Bunner Sisters by Edith Wharton

The seed sown by these long hours of meditation germinated at last in the secret wish to go to market some morning in Evelina’s stead. As this purpose rose to the surface of Ann Eliza’s thoughts she shrank back shyly from its contemplation. A plan so steeped in duplicity had never before taken shape in her crystalline soul. How was it possible for her to consider such a step? And, besides, (she did not possess sufficient logic to mark the downward trend of this “besides”), what excuse could she make that would not excite her sister’s curiosity? From this second query it was an easy descent to the third: how soon could she manage to go?

It was Evelina herself, who furnished the necessary pretext by awaking with a sore throat on the day when she usually went to market. It was a Saturday, and as they always had their bit of steak on Sunday the expedition could not be postponed, and it seemed natural that Ann Eliza, as she tied an old stocking around Evelina’s throat, should announce her intention of stepping round to the butcher’s.

“Oh, Ann Eliza, they’ll cheat you so,” her sister wailed.

Ann Eliza brushed aside the imputation with a smile, and a few minutes later, having set the room to rights, and cast a last glance at the shop, she was tying on her bonnet with fumbling haste.

The morning was damp and cold, with a sky full of sulky clouds that would not make room for the sun, but as yet dropped only an occasional snow-flake.

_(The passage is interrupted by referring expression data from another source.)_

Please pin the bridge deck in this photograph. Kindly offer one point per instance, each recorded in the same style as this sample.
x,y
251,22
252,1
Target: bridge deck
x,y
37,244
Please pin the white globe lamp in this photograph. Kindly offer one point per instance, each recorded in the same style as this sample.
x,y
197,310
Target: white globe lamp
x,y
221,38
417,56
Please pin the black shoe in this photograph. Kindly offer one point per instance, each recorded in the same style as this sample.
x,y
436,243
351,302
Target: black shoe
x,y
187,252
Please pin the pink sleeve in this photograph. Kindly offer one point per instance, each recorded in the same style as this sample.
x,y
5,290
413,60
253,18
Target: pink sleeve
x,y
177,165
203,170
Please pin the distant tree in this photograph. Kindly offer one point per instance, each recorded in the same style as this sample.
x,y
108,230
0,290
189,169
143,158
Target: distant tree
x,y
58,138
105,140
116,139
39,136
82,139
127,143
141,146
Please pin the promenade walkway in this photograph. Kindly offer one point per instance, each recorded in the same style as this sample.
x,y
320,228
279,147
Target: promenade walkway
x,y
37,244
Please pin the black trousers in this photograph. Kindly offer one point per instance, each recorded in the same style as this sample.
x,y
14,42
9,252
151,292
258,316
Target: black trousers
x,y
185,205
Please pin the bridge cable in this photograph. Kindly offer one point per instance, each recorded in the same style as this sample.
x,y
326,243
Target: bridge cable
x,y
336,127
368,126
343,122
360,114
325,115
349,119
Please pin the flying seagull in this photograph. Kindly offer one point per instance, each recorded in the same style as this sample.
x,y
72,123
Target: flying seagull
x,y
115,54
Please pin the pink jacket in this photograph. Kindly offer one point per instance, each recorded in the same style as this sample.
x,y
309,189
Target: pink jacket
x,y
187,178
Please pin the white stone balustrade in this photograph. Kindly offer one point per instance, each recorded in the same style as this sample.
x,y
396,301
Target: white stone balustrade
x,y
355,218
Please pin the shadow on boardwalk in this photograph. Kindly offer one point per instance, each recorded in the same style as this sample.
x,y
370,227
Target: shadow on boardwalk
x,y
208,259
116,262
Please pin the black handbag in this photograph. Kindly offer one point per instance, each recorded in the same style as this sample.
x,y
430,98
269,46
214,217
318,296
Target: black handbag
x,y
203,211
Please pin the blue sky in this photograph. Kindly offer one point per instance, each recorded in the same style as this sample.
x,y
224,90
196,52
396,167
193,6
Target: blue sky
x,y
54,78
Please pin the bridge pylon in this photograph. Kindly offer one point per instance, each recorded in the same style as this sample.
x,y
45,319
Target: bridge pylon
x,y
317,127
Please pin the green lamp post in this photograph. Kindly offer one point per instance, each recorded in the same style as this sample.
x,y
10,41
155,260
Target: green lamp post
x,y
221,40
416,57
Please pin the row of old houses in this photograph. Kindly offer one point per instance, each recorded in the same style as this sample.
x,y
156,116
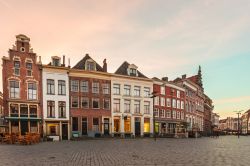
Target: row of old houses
x,y
60,101
235,125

In the early light the street looked its meanest and most neglected; but to Ann Eliza, never greatly troubled by any untidiness for which she was not responsible, it seemed to wear a singularly friendly aspect.

A few minutes’ walk brought her to the market where Evelina made her purchases, and where, if he had any sense of topographical fitness, Mr. Ramy must also deal.

Ann Eliza, making her way through the outskirts of potato- barrels and flabby fish, found no one in the shop but the gory- aproned butcher who stood in the background cutting chops.

As she approached him across the tesselation of fish-scales, blood and saw-dust, he laid aside his cleaver and not unsympathetically asked: “Sister sick?”

“Oh, not very–jest a cold,” she answered, as guiltily as if Evelina’s illness had been feigned. “We want a steak as usual, please–and my sister said you was to be sure to give me jest as good a cut as if it was her,” she added with child-like candour.

“Oh, that’s all right.” The butcher picked up his weapon with a grin. “Your sister knows a cut as well as any of us,” he remarked.

In another moment, Ann Eliza reflected, the steak would be cut and wrapped up, and no choice left her but to turn her disappointed steps toward home. She was too shy to try to delay the butcher by such conversational arts as she possessed, but the approach of a deaf old lady in an antiquated bonnet and mantle gave her her opportunity.

“Wait on her first, please,” Ann Eliza whispered. “I ain’t in any hurry.”

The butcher advanced to his new customer, and Ann Eliza, palpitating in the back of the shop, saw that the old lady’s hesitations between liver and pork chops were likely to be indefinitely prolonged. They were still unresolved when she was interrupted by the entrance of a blowsy Irish girl with a basket on her arm. The newcomer caused a momentary diversion, and when she had departed the old lady, who was evidently as intolerant of interruption as a professional story-teller, insisted on returning to the beginning of her complicated order, and weighing anew, with an anxious appeal to the butcher’s arbitration, the relative advantages of pork and liver. But even her hesitations, and the intrusion on them of two or three other customers, were of no avail, for Mr. Ramy was not among those who entered the shop; and at last Ann Eliza, ashamed of staying longer, reluctantly claimed her steak, and walked home through the thickening snow.

Even to her simple judgment the vanity of her hopes was plain, and in the clear light that disappointment turns upon our actions she wondered how she could have been foolish enough to suppose that, even if Mr. Ramy DID go to that particular market, he would hit on the same day and hour as herself.